Values are representative midpoints computed from α = k / (ρ·cp). Actual performance varies by product density, moisture content, and installation method.
Density is the hidden variable. Glass fiber and open-cell spray foam have nearly the same R-value as cellulose — but 6–7× higher thermal diffusivity. At 8–12 kg/m³ (0.5–0.75 lb/ft³), these materials are mostly air. Any heat that enters the assembly stores almost nothing in the fibers themselves and travels through quickly.
Wood fiber stands apart. Gutex and TimberHP wood fiber insulations have a specific heat capacity of 2,100 J/kg·K — more than 2.5× higher than glass fiber or mineral wool (840 J/kg·K). Combined with moderate density, their volumetric heat capacity is roughly 7–10× greater than fiberglass. This is why wood fiber is prized in passive solar and hygrothermal design.
Cellulose punches above its R-value. Cellulose has similar R-values to fiberglass (~R-3.6–3.7/in) but roughly 6× better thermal inertia. Its density of ~43 kg/m³ (versus ~12 kg/m³ for fiberglass) is entirely responsible. Dense-pack cellulose significantly delays the daily heat wave.
High R-value ≠ high thermal inertia. Closed cell spray foam achieves the best R-value per inch of any insulation here (R-6.5/in) but lands in the same thermal inertia tier as cellulose and XPS. Thermal diffusivity and R-value are independent properties measuring different things — one matters for hourly comfort, the other for annual energy loads.
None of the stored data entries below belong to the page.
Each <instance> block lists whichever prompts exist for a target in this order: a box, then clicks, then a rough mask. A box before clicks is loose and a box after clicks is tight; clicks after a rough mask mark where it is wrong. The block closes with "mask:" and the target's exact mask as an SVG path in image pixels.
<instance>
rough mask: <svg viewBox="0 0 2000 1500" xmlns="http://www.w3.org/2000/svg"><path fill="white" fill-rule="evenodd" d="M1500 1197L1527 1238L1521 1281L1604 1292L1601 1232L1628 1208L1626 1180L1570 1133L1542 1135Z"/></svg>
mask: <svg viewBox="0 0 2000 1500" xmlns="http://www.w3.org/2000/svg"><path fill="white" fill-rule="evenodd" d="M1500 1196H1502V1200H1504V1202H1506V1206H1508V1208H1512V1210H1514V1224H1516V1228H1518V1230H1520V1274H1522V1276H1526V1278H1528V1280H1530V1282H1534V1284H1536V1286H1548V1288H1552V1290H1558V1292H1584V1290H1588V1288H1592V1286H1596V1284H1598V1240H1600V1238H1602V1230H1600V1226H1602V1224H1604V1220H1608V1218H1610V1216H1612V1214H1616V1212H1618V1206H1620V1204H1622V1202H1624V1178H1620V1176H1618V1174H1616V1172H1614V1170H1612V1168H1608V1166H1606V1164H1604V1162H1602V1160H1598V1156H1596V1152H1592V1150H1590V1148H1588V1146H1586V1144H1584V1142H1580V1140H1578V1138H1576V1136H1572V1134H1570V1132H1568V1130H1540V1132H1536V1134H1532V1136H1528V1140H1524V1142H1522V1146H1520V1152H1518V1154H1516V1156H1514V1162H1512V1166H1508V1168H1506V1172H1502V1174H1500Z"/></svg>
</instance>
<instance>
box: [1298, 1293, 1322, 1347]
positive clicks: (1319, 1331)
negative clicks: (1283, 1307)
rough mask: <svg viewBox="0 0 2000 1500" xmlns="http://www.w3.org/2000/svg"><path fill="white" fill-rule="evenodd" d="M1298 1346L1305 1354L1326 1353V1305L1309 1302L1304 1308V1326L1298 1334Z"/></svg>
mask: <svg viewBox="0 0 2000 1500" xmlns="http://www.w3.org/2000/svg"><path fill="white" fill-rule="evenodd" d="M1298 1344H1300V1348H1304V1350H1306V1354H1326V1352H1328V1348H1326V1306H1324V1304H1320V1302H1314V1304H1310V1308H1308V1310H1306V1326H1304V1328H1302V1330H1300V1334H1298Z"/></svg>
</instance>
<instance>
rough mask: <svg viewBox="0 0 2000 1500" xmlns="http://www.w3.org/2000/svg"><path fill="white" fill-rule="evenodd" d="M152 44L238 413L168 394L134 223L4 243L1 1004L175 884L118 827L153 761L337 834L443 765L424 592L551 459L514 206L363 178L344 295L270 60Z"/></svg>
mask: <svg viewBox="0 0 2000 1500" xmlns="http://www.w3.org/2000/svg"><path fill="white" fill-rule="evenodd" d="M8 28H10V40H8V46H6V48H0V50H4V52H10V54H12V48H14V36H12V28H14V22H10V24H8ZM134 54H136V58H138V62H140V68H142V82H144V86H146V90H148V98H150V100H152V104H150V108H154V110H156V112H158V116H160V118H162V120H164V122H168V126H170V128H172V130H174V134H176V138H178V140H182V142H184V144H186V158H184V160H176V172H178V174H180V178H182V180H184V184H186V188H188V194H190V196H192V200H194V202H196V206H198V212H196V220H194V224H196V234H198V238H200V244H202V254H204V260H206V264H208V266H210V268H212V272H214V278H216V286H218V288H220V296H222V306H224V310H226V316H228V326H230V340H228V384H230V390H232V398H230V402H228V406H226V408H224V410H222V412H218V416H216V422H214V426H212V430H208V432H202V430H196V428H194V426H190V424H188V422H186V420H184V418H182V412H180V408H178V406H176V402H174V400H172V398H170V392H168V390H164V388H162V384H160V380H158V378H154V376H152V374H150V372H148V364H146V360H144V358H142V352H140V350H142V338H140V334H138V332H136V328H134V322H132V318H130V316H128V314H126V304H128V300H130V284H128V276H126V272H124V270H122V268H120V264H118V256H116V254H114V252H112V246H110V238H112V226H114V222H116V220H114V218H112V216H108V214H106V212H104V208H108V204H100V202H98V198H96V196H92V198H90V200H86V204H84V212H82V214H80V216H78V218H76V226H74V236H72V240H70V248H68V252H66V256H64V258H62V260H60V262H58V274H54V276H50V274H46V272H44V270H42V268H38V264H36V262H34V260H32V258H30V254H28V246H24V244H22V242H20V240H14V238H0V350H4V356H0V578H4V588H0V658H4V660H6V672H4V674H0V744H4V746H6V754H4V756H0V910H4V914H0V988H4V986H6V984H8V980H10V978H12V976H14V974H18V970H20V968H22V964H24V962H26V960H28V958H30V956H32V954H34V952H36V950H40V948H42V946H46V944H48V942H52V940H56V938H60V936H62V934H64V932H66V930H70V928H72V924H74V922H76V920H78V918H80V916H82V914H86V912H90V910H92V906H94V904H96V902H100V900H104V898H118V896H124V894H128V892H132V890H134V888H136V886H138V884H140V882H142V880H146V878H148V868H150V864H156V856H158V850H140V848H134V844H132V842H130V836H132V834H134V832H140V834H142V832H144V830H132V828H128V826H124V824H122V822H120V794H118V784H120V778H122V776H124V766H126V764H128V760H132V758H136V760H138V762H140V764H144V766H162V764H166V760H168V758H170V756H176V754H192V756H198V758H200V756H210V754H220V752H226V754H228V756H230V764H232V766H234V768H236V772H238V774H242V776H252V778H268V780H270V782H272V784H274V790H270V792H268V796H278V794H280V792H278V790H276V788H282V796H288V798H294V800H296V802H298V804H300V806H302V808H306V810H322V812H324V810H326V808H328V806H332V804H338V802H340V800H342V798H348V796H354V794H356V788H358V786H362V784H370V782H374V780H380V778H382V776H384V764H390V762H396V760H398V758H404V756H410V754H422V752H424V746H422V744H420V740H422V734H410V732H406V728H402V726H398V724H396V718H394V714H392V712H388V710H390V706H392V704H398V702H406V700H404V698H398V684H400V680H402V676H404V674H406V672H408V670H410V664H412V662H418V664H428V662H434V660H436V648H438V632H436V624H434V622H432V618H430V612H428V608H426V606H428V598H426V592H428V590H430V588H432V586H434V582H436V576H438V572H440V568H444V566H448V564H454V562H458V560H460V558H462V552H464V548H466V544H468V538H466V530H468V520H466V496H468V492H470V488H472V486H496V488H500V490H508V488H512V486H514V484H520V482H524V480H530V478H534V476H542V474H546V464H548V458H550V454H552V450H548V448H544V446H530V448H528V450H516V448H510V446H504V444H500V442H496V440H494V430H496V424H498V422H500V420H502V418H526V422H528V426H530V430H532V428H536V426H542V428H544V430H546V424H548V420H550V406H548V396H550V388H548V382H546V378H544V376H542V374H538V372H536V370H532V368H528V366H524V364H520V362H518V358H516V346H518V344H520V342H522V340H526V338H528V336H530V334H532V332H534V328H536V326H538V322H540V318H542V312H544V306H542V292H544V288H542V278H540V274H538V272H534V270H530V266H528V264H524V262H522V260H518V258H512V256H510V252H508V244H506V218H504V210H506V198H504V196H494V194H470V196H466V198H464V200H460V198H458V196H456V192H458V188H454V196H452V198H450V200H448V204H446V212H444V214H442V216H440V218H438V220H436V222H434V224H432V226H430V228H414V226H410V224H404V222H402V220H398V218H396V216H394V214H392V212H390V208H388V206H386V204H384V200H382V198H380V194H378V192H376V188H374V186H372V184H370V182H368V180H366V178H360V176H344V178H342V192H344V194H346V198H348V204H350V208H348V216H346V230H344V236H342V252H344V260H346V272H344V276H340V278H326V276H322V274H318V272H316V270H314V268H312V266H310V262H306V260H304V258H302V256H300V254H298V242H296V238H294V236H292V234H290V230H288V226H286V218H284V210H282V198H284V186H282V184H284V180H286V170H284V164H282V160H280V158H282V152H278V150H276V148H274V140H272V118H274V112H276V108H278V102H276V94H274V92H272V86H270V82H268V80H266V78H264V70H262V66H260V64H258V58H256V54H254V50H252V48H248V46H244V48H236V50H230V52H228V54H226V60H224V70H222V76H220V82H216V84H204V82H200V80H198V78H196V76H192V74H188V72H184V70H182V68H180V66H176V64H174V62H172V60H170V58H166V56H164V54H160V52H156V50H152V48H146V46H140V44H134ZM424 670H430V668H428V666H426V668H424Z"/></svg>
Includes insulation and common structural materials for comparison. R-value and U-value shown per inch of thickness (IP units).
| Material | Density kg/m³ | Specific Heat J/kg·K | Diffusivity mm²/s | R-Value per inch | U-Value per inch |
|---|---|---|---|---|---|
| Insulation | |||||
Glass Fiber Batt Standard batt, ~0.75 lb/ft³ | 12 | 840 | 3.87 | R‑3.7 | 0.270 |
Open Cell Spray Foam 0.5 lb/ft³ half-pound foam | 8 | 1,400 | 3.48 | R‑3.7 | 0.270 |
EPS (Expanded Polystyrene) Type II, 1.5 lb/ft³ | 24 | 1,250 | 1.17 | R‑4.2 | 0.238 |
Havelock Wool Insulation Blown-in; batt version ~R-3.6/in | 22 | 1,700 | 0.91 | R‑4.3 | 0.233 |
Mineral Wool Batt Stone/rock wool, ~3 lb/ft³ | 48 | 840 | 0.89 | R‑4.0 | 0.250 |
Cellulose (Blown-in) Dense-pack; recycled paper fiber | 43 | 1,600 | 0.58 | R‑3.6 | 0.278 |
XPS (Extruded Polystyrene) R-5/in new; ages to ~R-4.2–4.5 over time | 35 | 1,450 | 0.57 | R‑5.0 | 0.200 |
Gutex Wood Fiber Insulation Gutex Thermofibre blown-in product | 35 | 2,100 | 0.52 | R‑3.8 | 0.263 |
Closed Cell Spray Foam 2 lb/ft³; R-6.5/in initial value | 32 | 1,500 | 0.46 | R‑6.5 | 0.154 |
TimberHP Wood Fiber Insulation TimberBatt; Maine-made wood fiber | 48 | 2,100 | 0.38 | R‑3.8 | 0.263 |
| Framing | |||||
Dimensional Lumber Douglas fir, ~12% moisture content | 505 | 1,700 | 0.14 | R‑1.3 | 0.800 |
| Sheathing | |||||
Plywood Sheathing Typical structural plywood | 540 | 1,300 | 0.17 | R‑1.2 | 0.820 |
OSB Sheathing Oriented strand board | 650 | 1,300 | 0.15 | R‑1.1 | 0.901 |
| Masonry & Concrete | |||||
CMU (8" Normal Weight) 8" hollow block ≈ R-1.11 for entire assembly; per-inch not meaningful† | — | — | — | — | — |
Concrete (3,000 psi) Normal weight, ~143 lb/ft³ | 2300 | 880 | 0.86 | R‑0.082 | 12.2 |
| Metals | |||||
Mild Steel (1018) AISI 1018 carbon steel | 7870 | 486 | 13.60 | R‑0.0028 | 357 |
Structural Steel (A36) ASTM A36 | 7850 | 460 | 13.80 | R‑0.0029 | 345 |
Stainless Steel (304) AISI 304 austenitic SS | 7960 | 500 | 4.07 | R‑0.0089 | 112 |
† CMU: An 8" normal-weight hollow concrete block has an assembly R-value of ~R-1.11. Because the hollow cores dominate the heat path, a per-inch value is not a useful comparison to solid materials.
All values are representative midpoints. Sources: ASHRAE Handbook of Fundamentals, NIST NSRDB, manufacturer data sheets (Havelock, Gutex, TimberHP).